James 4:1 – “We Have Met the Enemy, and He Is Us”

So here we are, America, staring into the bloodshot eyes of a freak show. Donald Trump is president – a man so soaked in narcissism and ignorance, it’s a wonder he hasn’t drowned in his own reflection. And yet, here we are, scratching our heads in disbelief, wondering how the hell we got to this point.

We should have known, I guess. The signs were everywhere — loud, brash, and hideous in the way that slapped you in the face.

I thought we were better than this. I thought we had evolved beyond the primitive, animal instincts that led to leaders like this. But no. What we have now is a nation in thrall to spectacle over substance, to empty promises over real action.

The most disheartening part of Trump’s victory was not just the man himself, but what his election revealed about the state of the country. It exposed the deep fissures in our social fabric — the economic inequality, the racial divisions, the mistrust in our institutions. Trump’s rise was no fluke; it was the culmination of years of corporate corruption, endless wars, and the spiritual rot of an entire political system that turned its back on the American people.

But this isn’t the America I grew up with — the one that prided itself on its intellectual capacity, on its capacity for reason and progress. We had our flaws, sure. We were a country of contradictions, always walking the line between our ideals and our reality. But we were trying. At least we made the effort to do better, to push the envelope forward, to correct our mistakes.

I thought the American people, when faced with a candidate so blatantly unqualified, so unapologetically self-serving, would make the right choice. I thought we had learned from history, that the lessons of demagoguery and authoritarianism had been hammered into our collective consciousness. But instead, we elected a man whose idea of governance is tweeting insults and leveraging his position for personal gain.

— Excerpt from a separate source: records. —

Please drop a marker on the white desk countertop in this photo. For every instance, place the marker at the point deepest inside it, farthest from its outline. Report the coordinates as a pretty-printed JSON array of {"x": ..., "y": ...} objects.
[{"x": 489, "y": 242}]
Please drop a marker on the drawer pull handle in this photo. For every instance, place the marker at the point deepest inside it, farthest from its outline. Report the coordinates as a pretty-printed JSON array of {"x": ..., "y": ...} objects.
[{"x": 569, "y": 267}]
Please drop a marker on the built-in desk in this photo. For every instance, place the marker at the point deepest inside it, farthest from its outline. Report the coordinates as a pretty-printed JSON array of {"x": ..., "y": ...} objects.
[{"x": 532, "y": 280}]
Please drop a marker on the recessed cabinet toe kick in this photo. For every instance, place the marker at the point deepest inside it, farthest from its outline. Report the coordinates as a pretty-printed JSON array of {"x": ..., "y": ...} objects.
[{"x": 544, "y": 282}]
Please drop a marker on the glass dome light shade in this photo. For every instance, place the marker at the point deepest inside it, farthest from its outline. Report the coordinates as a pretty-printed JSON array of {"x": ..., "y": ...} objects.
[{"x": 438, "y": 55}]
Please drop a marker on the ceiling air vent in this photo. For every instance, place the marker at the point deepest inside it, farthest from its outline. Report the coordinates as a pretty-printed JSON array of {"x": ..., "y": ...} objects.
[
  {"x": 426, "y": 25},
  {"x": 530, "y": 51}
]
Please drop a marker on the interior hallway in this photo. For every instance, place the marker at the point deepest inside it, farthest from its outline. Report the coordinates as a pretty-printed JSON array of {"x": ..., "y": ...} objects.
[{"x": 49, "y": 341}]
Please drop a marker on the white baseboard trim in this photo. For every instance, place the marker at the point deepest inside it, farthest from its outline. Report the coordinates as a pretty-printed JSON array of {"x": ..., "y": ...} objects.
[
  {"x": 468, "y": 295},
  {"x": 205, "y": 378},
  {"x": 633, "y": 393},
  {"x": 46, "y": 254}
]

Trump’s supporters find comfort in the simplicity of his narrative. Women, minorities, immigrants, the media — these are the visible villains he conjures to explain the complexities of their lives. For them, it’s easier to blame these groups for their economic anxieties, cultural fears, and feelings of disenfranchisement than to confront the deeper, more complicated issues at play. Like Trump, they crave simple answers, black-and-white distinctions between “us” and “them,” and the reassurance that their problems are caused by something they can easily identify and vilify. It’s a narrative that doesn’t require introspection or nuance — just a scapegoat, and Trump provides it in spades.

I thought we were better than this. Maybe we were. But it sure as hell doesn’t look that way now.